Les régimes de retraite au cœur des négociations pour Capitales Médias

Outre «Le Soleil» et «Le Droit», le Groupe Capitales Médias publie «Le Quotidien» et «Le Progrès» à Saguenay, «Le Nouvelliste» à Trois-Rivières, «La Voix de l’Est» à Granby et «La Tribune» à Sherbrooke.
Photo: Renaud Philippe Le Devoir Outre «Le Soleil» et «Le Droit», le Groupe Capitales Médias publie «Le Quotidien» et «Le Progrès» à Saguenay, «Le Nouvelliste» à Trois-Rivières, «La Voix de l’Est» à Granby et «La Tribune» à Sherbrooke.

Il apparaît « indéniable » que les quatre régimes de retraite du Groupe Capitales Médias (GCM) se retrouveront au coeur des discussions avec un ou des éventuels repreneurs pour les actifs de la compagnie, a affirmé vendredi le syndic chargé du dossier.

« C’est sûr qu’il va y avoir une négociation. Elle sera de quel ordre ? Je ne le sais pas. La vraie question, c’est : est-ce qu’il y a un repreneur ? Et il va être prêt à assumer quelles obligations ? », a indiqué le responsable chez PwC, Christian Bourque, lors d’une entrevue avec Le Devoir.

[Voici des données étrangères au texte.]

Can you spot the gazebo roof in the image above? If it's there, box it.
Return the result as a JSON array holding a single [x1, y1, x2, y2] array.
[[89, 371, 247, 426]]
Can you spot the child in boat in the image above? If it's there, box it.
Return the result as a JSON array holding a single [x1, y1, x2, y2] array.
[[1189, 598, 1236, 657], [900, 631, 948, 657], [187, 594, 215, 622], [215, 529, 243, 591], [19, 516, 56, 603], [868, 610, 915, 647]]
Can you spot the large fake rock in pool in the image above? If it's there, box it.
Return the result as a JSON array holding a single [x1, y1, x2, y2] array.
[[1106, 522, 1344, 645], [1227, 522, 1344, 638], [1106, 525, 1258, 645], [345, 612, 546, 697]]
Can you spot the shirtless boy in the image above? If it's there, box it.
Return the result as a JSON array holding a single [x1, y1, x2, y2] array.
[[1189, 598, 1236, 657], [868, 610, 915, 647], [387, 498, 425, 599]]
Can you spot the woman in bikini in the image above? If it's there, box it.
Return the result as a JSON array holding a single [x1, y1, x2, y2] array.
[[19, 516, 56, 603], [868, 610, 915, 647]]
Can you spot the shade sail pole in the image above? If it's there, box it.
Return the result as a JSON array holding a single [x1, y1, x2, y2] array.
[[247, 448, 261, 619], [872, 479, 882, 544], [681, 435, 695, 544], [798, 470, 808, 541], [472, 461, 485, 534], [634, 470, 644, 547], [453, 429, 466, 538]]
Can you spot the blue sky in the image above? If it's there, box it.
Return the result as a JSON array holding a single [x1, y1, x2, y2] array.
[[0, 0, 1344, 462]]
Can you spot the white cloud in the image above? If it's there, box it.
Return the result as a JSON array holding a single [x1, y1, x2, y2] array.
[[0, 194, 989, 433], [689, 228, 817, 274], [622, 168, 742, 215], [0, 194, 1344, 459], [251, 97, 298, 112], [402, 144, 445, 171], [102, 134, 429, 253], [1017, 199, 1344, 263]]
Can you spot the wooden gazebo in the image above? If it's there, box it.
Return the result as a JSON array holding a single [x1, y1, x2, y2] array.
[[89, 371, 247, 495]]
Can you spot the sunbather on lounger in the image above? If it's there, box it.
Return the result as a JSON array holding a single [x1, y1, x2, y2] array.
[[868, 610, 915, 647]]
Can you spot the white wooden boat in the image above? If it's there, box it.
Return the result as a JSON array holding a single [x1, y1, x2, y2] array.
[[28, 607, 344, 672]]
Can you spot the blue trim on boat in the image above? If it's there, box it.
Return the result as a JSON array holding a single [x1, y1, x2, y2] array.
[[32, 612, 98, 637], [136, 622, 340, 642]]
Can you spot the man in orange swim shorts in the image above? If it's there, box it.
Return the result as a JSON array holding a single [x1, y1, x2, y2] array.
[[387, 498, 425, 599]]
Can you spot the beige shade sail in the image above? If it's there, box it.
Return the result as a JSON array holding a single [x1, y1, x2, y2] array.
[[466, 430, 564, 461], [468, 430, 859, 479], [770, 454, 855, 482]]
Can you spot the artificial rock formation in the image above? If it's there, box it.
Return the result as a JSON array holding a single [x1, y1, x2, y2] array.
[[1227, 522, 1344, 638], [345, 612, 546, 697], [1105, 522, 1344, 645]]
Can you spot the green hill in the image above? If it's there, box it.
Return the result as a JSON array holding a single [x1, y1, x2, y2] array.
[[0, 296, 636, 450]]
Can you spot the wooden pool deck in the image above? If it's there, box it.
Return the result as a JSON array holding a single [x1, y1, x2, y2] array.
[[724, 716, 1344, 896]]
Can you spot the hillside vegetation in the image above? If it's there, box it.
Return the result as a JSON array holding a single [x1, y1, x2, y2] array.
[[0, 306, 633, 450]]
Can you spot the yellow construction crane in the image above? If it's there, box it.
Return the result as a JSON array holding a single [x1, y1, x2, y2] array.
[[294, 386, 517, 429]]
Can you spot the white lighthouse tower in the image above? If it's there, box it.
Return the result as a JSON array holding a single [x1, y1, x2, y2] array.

Le p.-d.g. de GCM, Claude Gagnon, qui publie notamment Le Soleil et Le Droit, a révélé mercredi à la commission parlementaire sur l’avenir des médias que le déficit actuariel des quatre régimes à prestations déterminées se situe à 65 millions. Ce calcul repose sur une base de solvabilité (75 % à 78 %), qui évalue le manque à gagner pour les participants si les régimes étaient soudainement fermés demain matin.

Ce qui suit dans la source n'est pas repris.